A DNS Analysis of the Correlation of Heat Release Rate with Chemiluminescence Emissions in Turbulent Combustion

The essential correlation of heat release rate and chemiluminescence emission from turbulent combustion is quantitatively analyzed by means of direct numerical simulation (DNS) of premixed methane/air flames, employing a detailed reaction mechanism with 18 species and 69 elementary reactions, and the mixture-averaged transport method. One-dimensional freely propagating laminar flames have first been studied for different stoichiometries varying from fuel-lean to fuel-rich conditions. There, the local generation of the chemiluminescent OH* species correlates strongly with the heat released by the combustion reaction, especially in the fuel-lean range.
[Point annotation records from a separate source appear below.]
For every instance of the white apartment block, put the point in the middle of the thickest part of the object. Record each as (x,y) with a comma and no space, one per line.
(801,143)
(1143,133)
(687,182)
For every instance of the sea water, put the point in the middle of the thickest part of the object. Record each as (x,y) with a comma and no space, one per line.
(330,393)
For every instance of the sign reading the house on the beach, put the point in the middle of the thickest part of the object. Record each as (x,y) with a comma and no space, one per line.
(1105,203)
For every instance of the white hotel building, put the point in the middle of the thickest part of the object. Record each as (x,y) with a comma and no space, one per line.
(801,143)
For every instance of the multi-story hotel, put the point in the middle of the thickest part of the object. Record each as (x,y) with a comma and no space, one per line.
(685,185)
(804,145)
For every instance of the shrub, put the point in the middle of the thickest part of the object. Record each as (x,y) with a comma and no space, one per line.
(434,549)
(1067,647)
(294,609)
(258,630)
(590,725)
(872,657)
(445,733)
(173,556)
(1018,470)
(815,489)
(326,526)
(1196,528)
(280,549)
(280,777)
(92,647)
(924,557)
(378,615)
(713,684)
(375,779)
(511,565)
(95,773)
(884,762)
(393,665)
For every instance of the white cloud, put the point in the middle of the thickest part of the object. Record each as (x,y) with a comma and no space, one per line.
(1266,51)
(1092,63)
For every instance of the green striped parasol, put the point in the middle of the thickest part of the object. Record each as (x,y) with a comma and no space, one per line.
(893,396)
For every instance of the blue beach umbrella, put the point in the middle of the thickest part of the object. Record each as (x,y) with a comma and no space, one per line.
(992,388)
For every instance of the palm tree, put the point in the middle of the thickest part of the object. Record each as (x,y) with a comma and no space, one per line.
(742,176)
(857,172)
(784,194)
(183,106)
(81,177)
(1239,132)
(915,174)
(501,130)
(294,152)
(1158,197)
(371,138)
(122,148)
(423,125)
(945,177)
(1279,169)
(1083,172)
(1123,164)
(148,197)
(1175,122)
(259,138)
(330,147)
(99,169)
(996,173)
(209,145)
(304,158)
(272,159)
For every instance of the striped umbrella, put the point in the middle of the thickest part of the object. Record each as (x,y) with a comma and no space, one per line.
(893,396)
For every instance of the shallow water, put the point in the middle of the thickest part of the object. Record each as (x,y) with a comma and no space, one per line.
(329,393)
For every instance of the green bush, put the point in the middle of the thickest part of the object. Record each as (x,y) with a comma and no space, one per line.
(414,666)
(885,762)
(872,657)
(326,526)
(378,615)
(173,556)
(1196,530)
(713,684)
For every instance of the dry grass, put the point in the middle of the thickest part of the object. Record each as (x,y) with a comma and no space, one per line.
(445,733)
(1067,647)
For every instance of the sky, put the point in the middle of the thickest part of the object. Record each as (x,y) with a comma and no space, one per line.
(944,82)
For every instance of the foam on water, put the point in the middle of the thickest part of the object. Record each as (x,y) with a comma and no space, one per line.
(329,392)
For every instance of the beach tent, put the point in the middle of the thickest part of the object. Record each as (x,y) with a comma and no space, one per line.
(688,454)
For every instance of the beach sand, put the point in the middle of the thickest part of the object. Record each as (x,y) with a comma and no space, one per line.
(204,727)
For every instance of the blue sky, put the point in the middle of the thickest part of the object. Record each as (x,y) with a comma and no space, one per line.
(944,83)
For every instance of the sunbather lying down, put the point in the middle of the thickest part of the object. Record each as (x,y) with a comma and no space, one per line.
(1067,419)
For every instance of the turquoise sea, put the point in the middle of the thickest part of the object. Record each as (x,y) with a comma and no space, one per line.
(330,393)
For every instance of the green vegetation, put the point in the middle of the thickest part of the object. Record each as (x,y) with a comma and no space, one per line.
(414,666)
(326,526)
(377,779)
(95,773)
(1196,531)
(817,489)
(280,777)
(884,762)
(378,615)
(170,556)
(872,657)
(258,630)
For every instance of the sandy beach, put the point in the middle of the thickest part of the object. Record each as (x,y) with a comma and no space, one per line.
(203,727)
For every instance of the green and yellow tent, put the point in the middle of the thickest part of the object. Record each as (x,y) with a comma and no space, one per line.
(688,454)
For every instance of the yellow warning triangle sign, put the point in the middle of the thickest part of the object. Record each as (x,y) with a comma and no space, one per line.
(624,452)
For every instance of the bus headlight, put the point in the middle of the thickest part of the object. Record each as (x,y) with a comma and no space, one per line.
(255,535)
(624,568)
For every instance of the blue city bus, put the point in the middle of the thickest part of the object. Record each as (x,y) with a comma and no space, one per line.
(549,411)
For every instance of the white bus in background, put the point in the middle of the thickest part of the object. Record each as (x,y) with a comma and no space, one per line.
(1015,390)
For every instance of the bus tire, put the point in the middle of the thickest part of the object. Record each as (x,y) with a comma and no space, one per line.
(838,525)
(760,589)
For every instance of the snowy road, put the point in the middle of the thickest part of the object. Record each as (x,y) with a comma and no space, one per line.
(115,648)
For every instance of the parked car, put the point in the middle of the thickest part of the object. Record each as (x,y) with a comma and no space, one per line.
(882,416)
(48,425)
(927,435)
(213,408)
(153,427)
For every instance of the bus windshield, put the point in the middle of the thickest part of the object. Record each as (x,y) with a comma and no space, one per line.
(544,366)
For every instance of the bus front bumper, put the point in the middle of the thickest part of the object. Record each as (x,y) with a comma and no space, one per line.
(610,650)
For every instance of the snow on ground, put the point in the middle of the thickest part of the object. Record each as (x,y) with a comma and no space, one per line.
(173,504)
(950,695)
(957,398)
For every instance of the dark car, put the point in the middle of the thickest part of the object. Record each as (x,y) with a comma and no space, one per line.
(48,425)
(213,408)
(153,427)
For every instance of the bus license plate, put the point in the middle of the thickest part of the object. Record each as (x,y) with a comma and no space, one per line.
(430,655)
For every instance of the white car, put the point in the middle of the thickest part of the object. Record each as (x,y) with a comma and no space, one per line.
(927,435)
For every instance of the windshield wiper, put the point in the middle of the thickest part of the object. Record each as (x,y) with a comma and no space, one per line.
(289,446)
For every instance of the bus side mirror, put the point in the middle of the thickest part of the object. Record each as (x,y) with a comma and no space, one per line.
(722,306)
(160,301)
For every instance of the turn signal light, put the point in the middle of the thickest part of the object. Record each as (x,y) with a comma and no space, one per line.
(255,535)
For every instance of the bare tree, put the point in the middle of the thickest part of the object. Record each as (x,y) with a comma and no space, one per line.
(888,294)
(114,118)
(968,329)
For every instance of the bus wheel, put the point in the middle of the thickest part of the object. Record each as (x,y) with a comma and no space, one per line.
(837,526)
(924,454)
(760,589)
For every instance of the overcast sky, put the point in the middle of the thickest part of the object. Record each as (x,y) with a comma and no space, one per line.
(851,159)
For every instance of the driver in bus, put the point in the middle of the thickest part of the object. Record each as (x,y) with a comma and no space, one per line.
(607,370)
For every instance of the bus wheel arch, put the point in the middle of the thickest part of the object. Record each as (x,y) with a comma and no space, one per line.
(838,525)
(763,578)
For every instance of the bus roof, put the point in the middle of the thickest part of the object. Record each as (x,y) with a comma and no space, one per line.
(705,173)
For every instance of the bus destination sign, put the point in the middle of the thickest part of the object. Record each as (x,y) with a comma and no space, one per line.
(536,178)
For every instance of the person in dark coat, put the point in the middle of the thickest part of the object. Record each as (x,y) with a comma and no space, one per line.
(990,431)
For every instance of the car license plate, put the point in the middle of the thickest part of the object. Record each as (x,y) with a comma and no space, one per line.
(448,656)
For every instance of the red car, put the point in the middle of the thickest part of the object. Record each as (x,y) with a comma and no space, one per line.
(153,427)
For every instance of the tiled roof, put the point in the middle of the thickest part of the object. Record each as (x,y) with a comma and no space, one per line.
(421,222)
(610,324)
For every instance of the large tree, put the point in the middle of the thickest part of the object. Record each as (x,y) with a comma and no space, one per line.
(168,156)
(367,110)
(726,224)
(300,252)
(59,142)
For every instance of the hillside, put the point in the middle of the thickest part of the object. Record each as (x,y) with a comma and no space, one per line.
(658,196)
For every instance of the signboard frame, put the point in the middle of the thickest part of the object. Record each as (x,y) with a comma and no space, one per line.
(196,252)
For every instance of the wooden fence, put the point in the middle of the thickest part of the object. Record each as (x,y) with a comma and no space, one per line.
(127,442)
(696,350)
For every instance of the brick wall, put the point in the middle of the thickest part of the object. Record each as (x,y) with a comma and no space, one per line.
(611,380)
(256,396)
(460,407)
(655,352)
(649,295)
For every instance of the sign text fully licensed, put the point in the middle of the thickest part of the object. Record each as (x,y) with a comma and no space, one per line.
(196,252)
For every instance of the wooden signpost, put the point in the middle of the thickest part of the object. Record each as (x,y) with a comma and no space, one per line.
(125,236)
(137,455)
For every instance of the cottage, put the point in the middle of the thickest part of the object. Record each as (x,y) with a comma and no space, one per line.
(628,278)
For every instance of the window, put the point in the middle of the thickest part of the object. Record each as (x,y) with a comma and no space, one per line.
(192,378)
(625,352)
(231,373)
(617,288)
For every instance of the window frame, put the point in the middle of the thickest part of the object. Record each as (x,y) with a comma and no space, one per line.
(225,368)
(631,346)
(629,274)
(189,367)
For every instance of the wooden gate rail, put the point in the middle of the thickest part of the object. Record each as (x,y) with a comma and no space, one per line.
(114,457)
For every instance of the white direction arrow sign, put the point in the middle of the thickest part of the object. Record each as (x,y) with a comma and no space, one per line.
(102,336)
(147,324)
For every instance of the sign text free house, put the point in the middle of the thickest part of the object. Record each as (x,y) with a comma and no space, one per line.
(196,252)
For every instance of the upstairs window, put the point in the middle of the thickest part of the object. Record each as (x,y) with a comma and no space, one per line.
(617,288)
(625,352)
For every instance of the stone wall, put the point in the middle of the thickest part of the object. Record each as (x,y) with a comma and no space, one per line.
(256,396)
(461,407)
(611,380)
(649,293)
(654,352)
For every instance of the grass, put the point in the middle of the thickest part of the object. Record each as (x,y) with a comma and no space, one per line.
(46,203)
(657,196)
Three-dimensional DNS have then been applied to calculate a synthetically propagating flame front subjected to different turbulent inflow conditions. Joint probability density functions of OH* concentration and heat release rate have been generated from the DNS results, showing a stronger scattering of the correlation curve compared to the corresponding laminar flame. As the chemiluminescence measurement gathers light only along one viewing direction, the line-of-sight integrated values of heat release and OH* concentration have been evaluated from the DNS, where the domain has been decomposed into a number of rays defined by a fixed viewing direction and a specific area. A quasi-linear relationship has been identified for these integral values, where the correlation becomes stronger for flames subjected to lower turbulence intensities or larger cross-section areas of the rays. A computational grid with 16 million finite volumes has been used for the DNS of the turbulent flames and the simulations have been performed in parallel with 3,600 processor cores from the Hazel Hen cluster of HLRS. Scale-up performance of the DNS code, which is based on the open-source program OpenFOAM, has been evaluated.